Sambutan Presiden Joko Widodo Pada Acara Penganugerahan Adhi Karya Pangan Nusantara 2015, di Istana Negara, Jakarta, 21 Desember 2015

Oleh Humas     Dipublikasikan pada 21 Desember 2015
Kategori: Transkrip Pidato
Dibaca: 14.689 Kali

Logo-PidatoBismillahirahmanirahim,

Assalamualaikum warahamatullahi wabarakatuh,

Selamat sore, salam sejahtera bagi kita semua.

Yang saya hormati para menteri kabinet kerja, yang saya hormati seluruh gubernur dan wakil gubernur, para bupati, yang saya hormati para penerima penghargaan Adhi Karya Pangan Nusantara tahun 2015, hadirin dan para undangan yang berbahagia.

Yang pertama, saya ingat waktu pemberian Adhi Karya Pangan Nusantara di Subang. Saat itu memang saya ingin melihat benih, ingin melihat padi di sawah yang ada di Subang dan sekitarnya. Oleh sebab itu, saya sampaikan ke Menteri Pertanian, nanti Adhi Karya Pangannya diberikan saja sekaligus di Subang, ternyata keliru.
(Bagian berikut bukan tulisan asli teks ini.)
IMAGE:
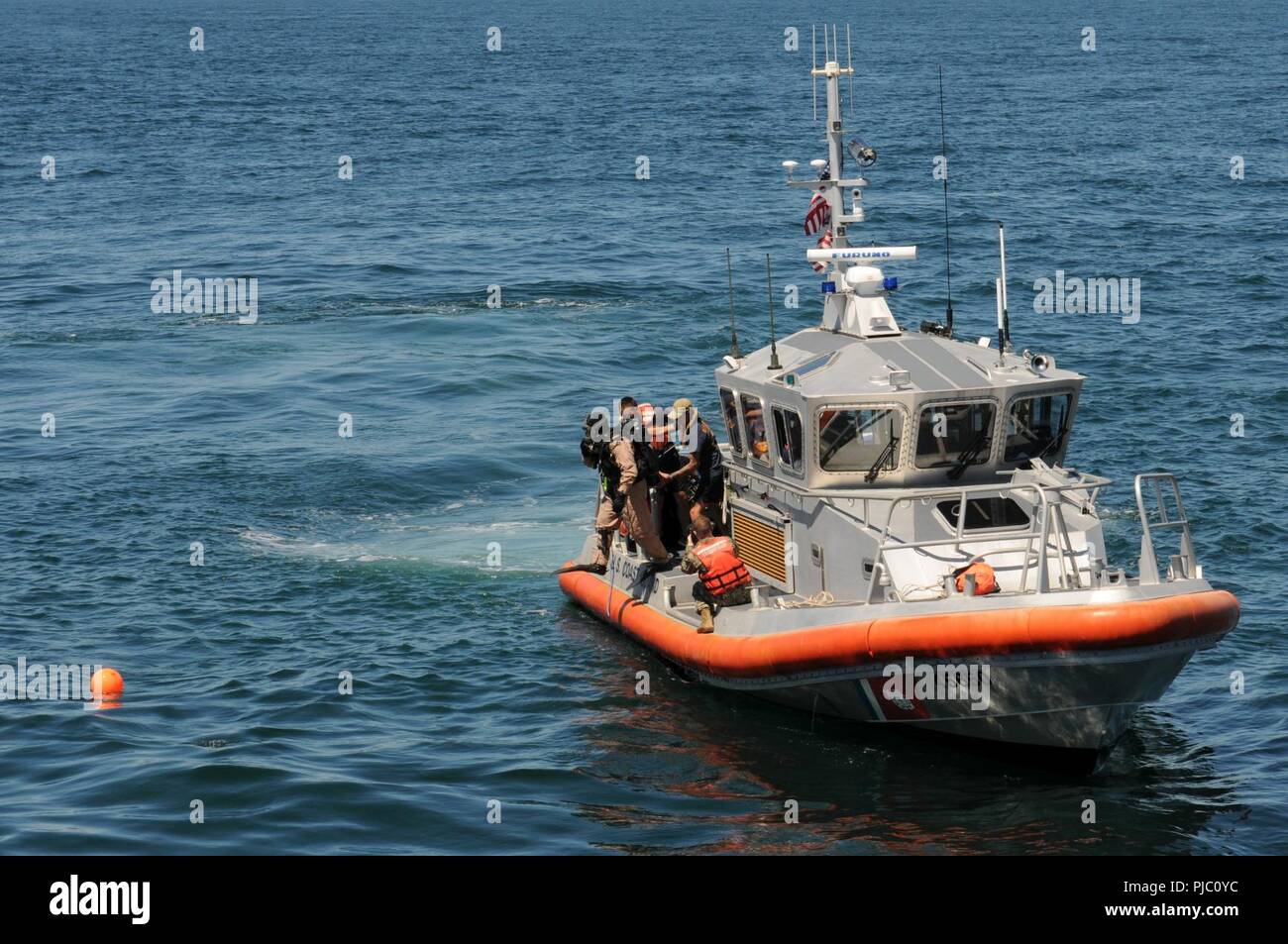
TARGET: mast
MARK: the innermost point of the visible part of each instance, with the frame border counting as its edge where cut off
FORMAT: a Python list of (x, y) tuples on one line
[(848, 309)]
Itu kan pemberiannya dibuatkan tenda di dekat sawah. Semuanya protes, “Pak, kalau di sawah kami tiap hari pak, yang belum pernah ke Istana”, waduh ternyata keliru. Sekarang setiap tahun di Istana sudah.

Dan yang kedua, itu diingat-ingat terutama untuk para gubernur dan seluruh bupati kalau sudah dapat piala seperti itu minta anggarannya lebih ‘gede’ ke Menteri Pertanian. Gapoktan juga sama minta ke Menteri Pertanian apa yang bisa diberikan kalau sudah dapat piala. Masa hanya dapat piala itu saja, tambahin, enggak tahu tambahin untuk benihnya, entah pupuknya, entah bibitnya, terserah. Yang jelas harus ada program dari Kementerian Pertanian. Karena Bapak/Ibu yang hadir di sini yang dipilih memang dipilih dari yang baik-baik menjadi yang terbaik. Ya kalau tidak diberikan sebuah stimulus ya untuk apa. Jadi mintalah kepada menteri pertanian. Minta saja, nanti kalau tidak diberi ngomong ke saya.

Tadi itu kan Pak Menteri cerita sendiri anggarannya naik 100 persen. Benar naik 100 persen memang dan saya akan menunggu hasilnya 2-3 tahun akan saya tunggu. Apakah dengan anggaran yang sudah diberikan itu memberikan sebuah hasil. Apakah impor pangan akan semakin menurun, apakah produksi, entah padi, entah jagung, entah kedelai akan naik. Akan saya lihat. Saya tidak ingin tergesa-gesa. Baru setahun sudah minta sebuah hasil, tidak. Ini sebuah program jangka menengah, jangka panjang yang terus-menerus. Dan saya senang, Pak Menteri Pertanian ini orang lapangan, mengerti betul yang namanya pertanian, pestisida, jagonya, ini doktornya. Dan bukan doktor teori, tapi ini doktor lapangan, Pak Menteri Pertanian.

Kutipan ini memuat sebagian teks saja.